2. Danach sollten Sie eine möglichst detaillierte Beschreibung/Aufzeichnung der Unfallstelle vornehmen.
Hier ein Tipp:
Stellen Sie beim Fotografieren der Reifenspuren des gegnerischen Fahrzeugs fest, dass die Seitenabstände der rechten Vorder- und Hinterreifen differieren, dann deutet dies gegebenenfalls darauf hin, dass der Unfallgegner noch kurz vor der Kollision versucht hat, den gesetzlich vorgeschriebenen Seitenabstand zu erreichen.

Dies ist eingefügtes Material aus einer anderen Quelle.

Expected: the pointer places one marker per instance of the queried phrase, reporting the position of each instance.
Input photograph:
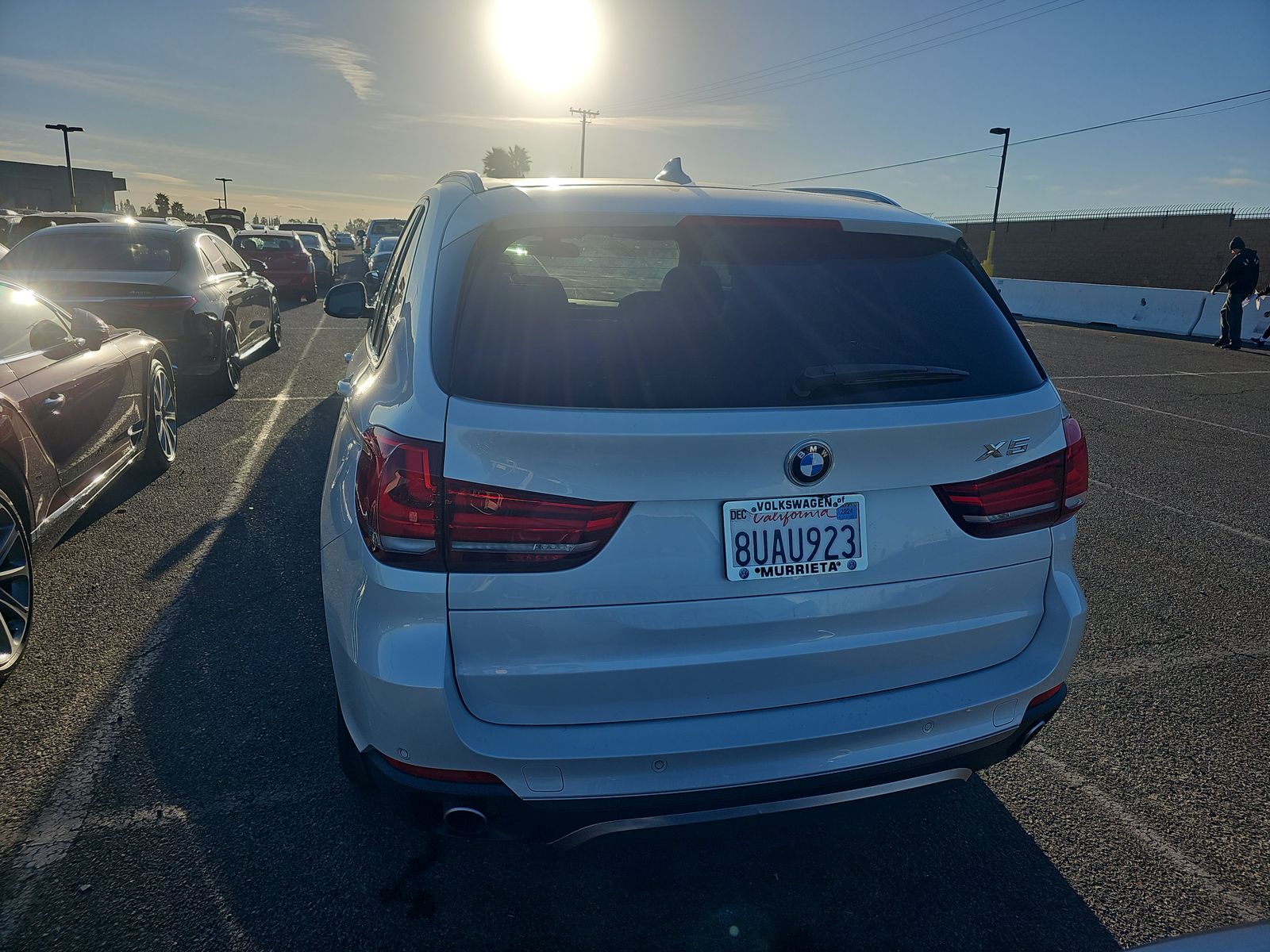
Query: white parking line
(1140, 831)
(281, 399)
(64, 816)
(1232, 530)
(1165, 374)
(1166, 413)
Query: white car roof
(658, 202)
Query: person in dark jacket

Schaffen Sie sich zur Beweissicherung ein Unfallaufnahmeset an oder stellen Sie sich ein solches zusammen und legen Sie es in das Handschuhfach. Es sollte ein Unfallaufnahmeblock nebst Stift und Bandmaß enthalten.
3. Polizei hinzuziehen?
Dies empfiehlt sich bei Unfällen mit Personenschaden, bei erheblichem Sachschaden, wenn Sie glauben, dass Ihr Unfallgegner unter Alkohol oder Drogeneinfluss steht, Ihr Unfallgegner im Ausland lebt oder dessen Fahrzeug im Ausland zugelassen ist.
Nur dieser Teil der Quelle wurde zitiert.